I went back to the original 4 cases where I varied the initial conditions.  The initial density profile is uniform, and the particles lie exactly on a grid.  Each run has 10k particles, and I have repeated it 4 times to get error bars on the final density profile.  Here is a plot to remind you of what the different initial conditions were:
Runs 1 and 3 behaved very similarly in their evolution, forming a single object that winds up and collapses into the final virialized object.  Runs 2 (with the inflection point in the initial velocities) and 4 (which was initially expanding rather than contracting) were similar to one another in that they each formed 2 distinct objects that later merged to form the final product.  What you will see in this post is that the fate of the innermost and outermost particles depends greatly on the formation history, although the final density profile of the remnant does not. 

Here are the final phase space configurations (transformed so you can see the interior parts too) of the 4 runs.  Reddish brown particles started farthest out, and blue and green particles began life farthest in:




Here we see that for initial conditions 2 and 4, the ones in which there was a merger event, the innermost particles are driven to the far exterior of the object, and the innermost particles of the remnant started life in the outermost ring.   In contrast, for the monolithic cases, the innermost particles of the remnant come from a mixture of intermediate and inner rings, and just as we saw in the power law cases, the distribution of the inner particles is not isotropic in phase space.
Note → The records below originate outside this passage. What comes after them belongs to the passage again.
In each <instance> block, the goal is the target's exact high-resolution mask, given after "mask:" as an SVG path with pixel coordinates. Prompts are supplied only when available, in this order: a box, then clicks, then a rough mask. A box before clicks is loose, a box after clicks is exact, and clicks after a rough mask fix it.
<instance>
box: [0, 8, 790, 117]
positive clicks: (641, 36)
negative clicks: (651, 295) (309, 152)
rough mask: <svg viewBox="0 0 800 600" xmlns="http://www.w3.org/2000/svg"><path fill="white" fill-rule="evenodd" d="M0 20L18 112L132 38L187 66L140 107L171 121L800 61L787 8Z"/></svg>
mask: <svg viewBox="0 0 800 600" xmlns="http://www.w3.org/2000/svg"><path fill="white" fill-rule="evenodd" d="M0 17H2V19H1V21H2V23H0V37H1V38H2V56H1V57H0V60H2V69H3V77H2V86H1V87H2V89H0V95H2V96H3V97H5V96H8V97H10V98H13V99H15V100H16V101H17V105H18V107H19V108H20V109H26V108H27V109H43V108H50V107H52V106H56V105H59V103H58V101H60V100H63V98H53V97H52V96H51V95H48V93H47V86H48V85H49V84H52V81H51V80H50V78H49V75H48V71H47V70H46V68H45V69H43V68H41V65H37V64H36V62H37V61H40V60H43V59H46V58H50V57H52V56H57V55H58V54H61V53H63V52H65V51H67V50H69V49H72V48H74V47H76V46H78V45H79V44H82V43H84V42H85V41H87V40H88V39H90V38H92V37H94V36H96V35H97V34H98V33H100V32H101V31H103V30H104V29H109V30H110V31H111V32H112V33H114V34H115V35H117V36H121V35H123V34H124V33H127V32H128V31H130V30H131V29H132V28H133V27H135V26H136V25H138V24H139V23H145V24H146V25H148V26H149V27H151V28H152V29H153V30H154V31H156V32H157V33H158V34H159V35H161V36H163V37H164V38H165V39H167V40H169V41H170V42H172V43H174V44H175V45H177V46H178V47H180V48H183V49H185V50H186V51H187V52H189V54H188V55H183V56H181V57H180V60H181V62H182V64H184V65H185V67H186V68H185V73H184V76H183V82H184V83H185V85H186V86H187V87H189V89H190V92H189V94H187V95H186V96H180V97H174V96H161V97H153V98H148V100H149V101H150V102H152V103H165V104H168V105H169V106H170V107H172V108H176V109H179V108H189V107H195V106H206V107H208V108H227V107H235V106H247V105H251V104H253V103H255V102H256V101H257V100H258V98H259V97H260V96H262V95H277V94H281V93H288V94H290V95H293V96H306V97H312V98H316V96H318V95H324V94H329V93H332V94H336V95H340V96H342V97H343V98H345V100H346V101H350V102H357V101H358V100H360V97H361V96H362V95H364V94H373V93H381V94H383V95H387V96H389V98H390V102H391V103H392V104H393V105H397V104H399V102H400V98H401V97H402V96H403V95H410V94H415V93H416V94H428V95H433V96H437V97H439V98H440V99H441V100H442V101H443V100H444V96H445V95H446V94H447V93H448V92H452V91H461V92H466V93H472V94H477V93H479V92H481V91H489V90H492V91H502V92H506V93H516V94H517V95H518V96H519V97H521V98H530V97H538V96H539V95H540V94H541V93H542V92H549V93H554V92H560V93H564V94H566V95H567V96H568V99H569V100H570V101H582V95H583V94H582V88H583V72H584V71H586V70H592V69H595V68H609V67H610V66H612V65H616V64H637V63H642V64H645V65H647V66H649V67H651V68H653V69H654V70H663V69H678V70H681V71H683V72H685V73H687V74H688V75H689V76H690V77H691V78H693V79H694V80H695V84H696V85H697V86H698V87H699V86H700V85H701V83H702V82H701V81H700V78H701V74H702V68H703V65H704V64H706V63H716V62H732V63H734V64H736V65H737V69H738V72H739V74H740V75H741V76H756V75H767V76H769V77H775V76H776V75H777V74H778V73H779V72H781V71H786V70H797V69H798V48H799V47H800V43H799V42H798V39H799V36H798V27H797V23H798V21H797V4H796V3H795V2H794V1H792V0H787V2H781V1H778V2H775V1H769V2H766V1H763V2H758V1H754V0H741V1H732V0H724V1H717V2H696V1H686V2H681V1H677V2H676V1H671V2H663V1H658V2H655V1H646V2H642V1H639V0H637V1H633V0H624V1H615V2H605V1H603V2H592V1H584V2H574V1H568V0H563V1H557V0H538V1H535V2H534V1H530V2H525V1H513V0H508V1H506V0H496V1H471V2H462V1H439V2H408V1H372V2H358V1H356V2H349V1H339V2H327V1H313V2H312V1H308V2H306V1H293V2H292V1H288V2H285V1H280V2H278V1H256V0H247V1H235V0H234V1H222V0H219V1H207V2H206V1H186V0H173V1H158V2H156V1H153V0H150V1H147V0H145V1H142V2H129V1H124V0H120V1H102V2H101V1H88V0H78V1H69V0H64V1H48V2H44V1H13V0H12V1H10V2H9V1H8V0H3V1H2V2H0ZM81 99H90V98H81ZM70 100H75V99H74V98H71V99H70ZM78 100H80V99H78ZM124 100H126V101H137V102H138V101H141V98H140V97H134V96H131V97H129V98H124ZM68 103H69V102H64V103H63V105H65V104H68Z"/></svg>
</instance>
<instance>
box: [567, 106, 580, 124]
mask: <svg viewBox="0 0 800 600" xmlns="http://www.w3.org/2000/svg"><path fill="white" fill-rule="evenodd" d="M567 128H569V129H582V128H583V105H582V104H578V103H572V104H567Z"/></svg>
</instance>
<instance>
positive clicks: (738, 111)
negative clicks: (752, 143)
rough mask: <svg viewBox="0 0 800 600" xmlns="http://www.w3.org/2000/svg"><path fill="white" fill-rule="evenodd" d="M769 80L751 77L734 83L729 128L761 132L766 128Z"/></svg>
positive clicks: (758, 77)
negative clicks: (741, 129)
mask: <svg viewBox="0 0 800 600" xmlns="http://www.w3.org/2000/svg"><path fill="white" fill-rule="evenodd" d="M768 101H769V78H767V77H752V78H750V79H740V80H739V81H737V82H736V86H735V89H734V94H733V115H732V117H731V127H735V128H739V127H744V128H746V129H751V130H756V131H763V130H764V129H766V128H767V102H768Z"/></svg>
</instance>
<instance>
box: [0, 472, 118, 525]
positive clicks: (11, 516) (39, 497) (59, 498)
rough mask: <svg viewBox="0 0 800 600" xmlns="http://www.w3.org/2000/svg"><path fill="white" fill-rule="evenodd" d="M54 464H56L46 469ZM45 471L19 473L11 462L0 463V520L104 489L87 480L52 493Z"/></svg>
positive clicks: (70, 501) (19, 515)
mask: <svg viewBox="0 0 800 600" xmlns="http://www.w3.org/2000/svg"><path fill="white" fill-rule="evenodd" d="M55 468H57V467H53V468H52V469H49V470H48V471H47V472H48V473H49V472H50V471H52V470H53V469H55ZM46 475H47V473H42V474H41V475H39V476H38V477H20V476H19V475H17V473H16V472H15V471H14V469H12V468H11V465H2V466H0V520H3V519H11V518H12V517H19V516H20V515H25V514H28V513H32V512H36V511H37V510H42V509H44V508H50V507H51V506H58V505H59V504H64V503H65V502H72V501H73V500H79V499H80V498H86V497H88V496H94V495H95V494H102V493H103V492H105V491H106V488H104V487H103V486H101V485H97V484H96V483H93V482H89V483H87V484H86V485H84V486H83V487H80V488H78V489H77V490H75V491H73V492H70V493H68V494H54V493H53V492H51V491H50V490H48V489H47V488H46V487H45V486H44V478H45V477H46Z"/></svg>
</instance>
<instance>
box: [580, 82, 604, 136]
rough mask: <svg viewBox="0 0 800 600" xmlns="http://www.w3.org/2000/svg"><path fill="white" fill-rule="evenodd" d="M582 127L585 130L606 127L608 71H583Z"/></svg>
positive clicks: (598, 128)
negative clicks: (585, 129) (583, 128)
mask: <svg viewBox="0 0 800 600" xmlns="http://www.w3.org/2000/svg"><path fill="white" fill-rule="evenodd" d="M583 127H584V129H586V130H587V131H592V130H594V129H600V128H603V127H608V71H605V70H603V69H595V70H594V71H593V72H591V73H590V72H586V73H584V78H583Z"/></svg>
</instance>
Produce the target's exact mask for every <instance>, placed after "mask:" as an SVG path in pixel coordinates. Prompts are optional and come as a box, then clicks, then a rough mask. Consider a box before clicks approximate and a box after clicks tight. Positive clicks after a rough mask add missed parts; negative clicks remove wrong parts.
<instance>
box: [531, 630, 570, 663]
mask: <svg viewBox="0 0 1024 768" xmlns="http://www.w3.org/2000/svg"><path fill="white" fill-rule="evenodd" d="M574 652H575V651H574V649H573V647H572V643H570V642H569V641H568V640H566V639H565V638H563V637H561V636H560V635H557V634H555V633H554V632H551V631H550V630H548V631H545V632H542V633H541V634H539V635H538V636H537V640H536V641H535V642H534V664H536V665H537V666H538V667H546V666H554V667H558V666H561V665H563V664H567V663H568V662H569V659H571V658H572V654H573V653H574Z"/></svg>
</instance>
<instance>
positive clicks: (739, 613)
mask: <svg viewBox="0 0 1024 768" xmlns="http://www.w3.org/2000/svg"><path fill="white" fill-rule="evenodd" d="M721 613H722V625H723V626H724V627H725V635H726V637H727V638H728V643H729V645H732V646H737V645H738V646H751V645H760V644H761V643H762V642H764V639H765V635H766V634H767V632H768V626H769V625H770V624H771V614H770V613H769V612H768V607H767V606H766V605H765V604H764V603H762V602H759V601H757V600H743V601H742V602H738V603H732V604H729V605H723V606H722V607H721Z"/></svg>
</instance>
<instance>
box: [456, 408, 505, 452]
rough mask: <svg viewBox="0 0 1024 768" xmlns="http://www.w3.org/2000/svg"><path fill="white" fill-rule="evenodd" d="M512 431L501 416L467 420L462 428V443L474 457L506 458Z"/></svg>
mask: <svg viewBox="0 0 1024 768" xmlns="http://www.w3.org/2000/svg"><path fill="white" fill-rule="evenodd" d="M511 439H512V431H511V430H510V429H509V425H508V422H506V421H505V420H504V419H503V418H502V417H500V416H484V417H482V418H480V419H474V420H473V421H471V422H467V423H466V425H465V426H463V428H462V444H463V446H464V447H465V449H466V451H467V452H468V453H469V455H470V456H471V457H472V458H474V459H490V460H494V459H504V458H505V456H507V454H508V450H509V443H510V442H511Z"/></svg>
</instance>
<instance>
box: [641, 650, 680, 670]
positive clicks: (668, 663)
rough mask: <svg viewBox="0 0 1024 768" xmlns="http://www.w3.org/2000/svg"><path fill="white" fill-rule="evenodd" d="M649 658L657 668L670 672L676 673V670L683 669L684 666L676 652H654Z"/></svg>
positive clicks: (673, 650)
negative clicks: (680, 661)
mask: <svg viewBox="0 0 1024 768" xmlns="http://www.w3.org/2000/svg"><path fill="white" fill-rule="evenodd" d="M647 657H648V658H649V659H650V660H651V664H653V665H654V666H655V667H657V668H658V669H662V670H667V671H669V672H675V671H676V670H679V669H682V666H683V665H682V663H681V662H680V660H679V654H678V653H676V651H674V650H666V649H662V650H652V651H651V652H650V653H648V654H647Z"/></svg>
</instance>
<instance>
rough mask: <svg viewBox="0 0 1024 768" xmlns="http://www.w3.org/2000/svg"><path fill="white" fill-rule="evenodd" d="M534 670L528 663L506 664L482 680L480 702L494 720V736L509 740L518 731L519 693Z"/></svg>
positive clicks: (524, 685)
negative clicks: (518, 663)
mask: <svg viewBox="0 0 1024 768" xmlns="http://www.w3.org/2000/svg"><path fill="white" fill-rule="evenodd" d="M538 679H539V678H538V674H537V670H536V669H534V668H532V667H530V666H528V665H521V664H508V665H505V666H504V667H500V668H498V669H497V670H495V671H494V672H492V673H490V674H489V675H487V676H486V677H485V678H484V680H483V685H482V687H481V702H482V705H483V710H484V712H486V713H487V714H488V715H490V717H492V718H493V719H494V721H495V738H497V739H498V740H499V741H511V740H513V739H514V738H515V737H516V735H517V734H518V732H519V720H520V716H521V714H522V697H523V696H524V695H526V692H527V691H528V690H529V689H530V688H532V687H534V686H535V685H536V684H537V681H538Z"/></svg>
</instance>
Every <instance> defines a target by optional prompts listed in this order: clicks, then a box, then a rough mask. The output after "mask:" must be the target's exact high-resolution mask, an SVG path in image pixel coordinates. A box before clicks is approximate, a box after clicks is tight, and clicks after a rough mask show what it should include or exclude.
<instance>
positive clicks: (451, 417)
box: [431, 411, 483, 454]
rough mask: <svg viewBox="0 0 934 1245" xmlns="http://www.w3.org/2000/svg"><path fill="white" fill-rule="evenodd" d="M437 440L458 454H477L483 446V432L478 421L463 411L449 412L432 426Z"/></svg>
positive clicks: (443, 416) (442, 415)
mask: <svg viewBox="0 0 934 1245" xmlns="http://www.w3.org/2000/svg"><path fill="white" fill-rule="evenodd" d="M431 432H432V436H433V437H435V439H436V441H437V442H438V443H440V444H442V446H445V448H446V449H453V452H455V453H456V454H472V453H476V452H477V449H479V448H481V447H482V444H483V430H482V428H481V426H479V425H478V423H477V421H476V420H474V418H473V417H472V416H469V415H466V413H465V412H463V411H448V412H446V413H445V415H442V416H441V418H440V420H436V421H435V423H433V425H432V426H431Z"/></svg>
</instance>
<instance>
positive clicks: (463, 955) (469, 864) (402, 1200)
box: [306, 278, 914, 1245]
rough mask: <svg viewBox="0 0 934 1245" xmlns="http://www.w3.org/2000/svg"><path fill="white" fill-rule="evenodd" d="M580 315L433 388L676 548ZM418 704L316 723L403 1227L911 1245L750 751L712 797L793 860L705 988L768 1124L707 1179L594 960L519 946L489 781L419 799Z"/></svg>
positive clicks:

Here are plots the initial vs. final positions and velocities of the particles:






These show that there is a very specific band of the initial particles that wind up in the middle of the remnant, in the merger cases.  Also, the "tail" that we were seeing int he velocity plots of the power law cases does not seem to appear here.

Finally, just to complete the story, here are plots of the final density profile of the 4 different runs.




Here it is evident that the monolithic cases scale as $r^{-1/2}$ over more decades than the cases with merger events, but even the cases where the inner particles come mostly from the outer layers scale quite convincingly (at least by eye) like $r^{-1/2}$.